German Finance Minister Wolfgang Schaeuble told lawmakers in Berlin that Greece did not have the right deficit goals, and needed to do more to meet its bailout

commitments. The Laos party, which has 16 members in the parliament, said it would oppose the plan. George Karatzaferis, the leader of Laos, said, "What has particularly bothered me is the humiliation of the country. Clearly Greece can't and shouldn’t do without the European Union but it could do without the German boot."

As Schaeuble briefed Berlin lawmakers on troika estimates that were expressed in Berlin, he said that current plans would leave Greece's debt at 136 per cent of GDP by 2020, which compares with the 120 per cent foreseen in the second bailout. Debt was about 160 per cent of the GDP of 2011.

With the success of aid talks, which have been going on since July, Greece would be able to make the March bond payment and thwart threats that speculators will target debt-ridden nations including Italy and Portugal.

In Athens, the police tussled with demonstrators as unions started a 48-hour strike against the austerity measures demanded by the "troika" of international creditors who monitor the Greek progress.

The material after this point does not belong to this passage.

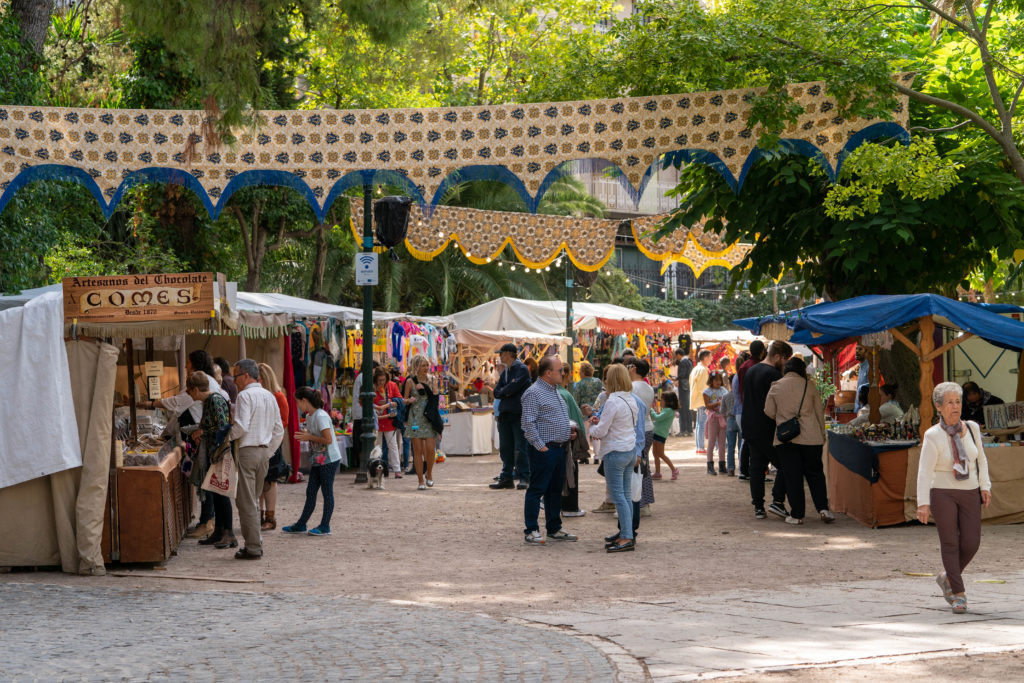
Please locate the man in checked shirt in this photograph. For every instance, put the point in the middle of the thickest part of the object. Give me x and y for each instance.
(548, 429)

The strike, organized by the private-sector GSEE union, shuttered schools, government services, and some public transit for the second time this week.

The hardliner response in Europe comes after more than two years of Greece failing to carry through promised reforms to manage its uncompetitive economy and

meet the requirements to receive aid. The country blamed its shortcomings on the worsening recession. This week's numbers showed unemployment as rising to 20.9 per cent in November and the industrial production as dropping.

On Thursday,bondholders met separately in Paris to talk about accepting an average coupon of 3.6 per cent on new 30-year bonds in a proposed debt swap. It proposed slicing 100 billion euros from the 200 billion euros of privately-held debt, of which a formal offer must be made by Monday in order to allow all procedures to be completed before March, 20.

Olli Rehn, the European Union Economic and Monetary Affairs Commissioner said that the deal is "practically finalized."